A son époque Camus était un ovni parce qu’il était à la fois antimarxiste et anticapitaliste, ce qui était inconcevable dans les années 50. Aujourd’hui, ce phénomène me paraît inexplicable. Alors que les essais sur son œuvre abondent et ont mobilisé plus de 3 000 universitaires, philosophes, hommes et femmes de lettres. Personne n’expose cet aspect de sa pensée. Il y a une sous-estimation du militantisme libertaire qui a bénéficié d’une continuité de pensée jusqu’en 68, avant de s’évanouir dans un grand vide. Le mouvement libertaire est jugé sans importance dans le milieu philosophique.
Il n’y a pas de respect pour ceux qui ont pris L’homme révolté en tant qu’oeuvre philosophique. Je crois que le monde libertaire qui milite dans les mouvement sociaux a un but. Ce n’est pas le cas des chercheurs qui ne font pas le lien entre un principe et sa réalisation sociale.

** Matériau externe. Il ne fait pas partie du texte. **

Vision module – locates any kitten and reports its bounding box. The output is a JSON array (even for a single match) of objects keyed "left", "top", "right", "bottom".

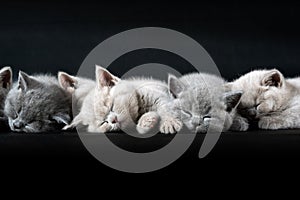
[
  {"left": 66, "top": 66, "right": 182, "bottom": 134},
  {"left": 228, "top": 69, "right": 300, "bottom": 129},
  {"left": 0, "top": 67, "right": 12, "bottom": 130},
  {"left": 4, "top": 71, "right": 72, "bottom": 132},
  {"left": 168, "top": 73, "right": 242, "bottom": 133},
  {"left": 58, "top": 72, "right": 96, "bottom": 116}
]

Leur but est avant tout égocentrique. Il s’agit d’avoir du renom.
Ne pensez-vous pas que nous sommes plus mûrs aujourd’hui pour saisir cet aspect de sa pensée ?
Il y a certainement un renouveau d’intérêt pour la pensée libertaire. Camus a écrit une phrase comme : « La propriété c’est le meurtre », ce qui prend une certaine résonance quand les ouvriers se suicident sur leur lieu de travail. Sarkozy voulait le transférer au Panthéon ce qui est fort de café pour un antinationaliste.
Tous les droits que nous avons dans une société n’émanent pas de la société. Ils viennent d’en bas. L’État a pour fonction de les arrêter et de les faire reculer lorsqu’il n’y a pas de résistance pour les conduire vers l’extrême droite. »
Propos recueillis par Jean-Marie Dinh
(1) Défense de l’Homme n°10, juin 1949
Albert Camus écrits libertaires, Indigène éditions, 18 euros.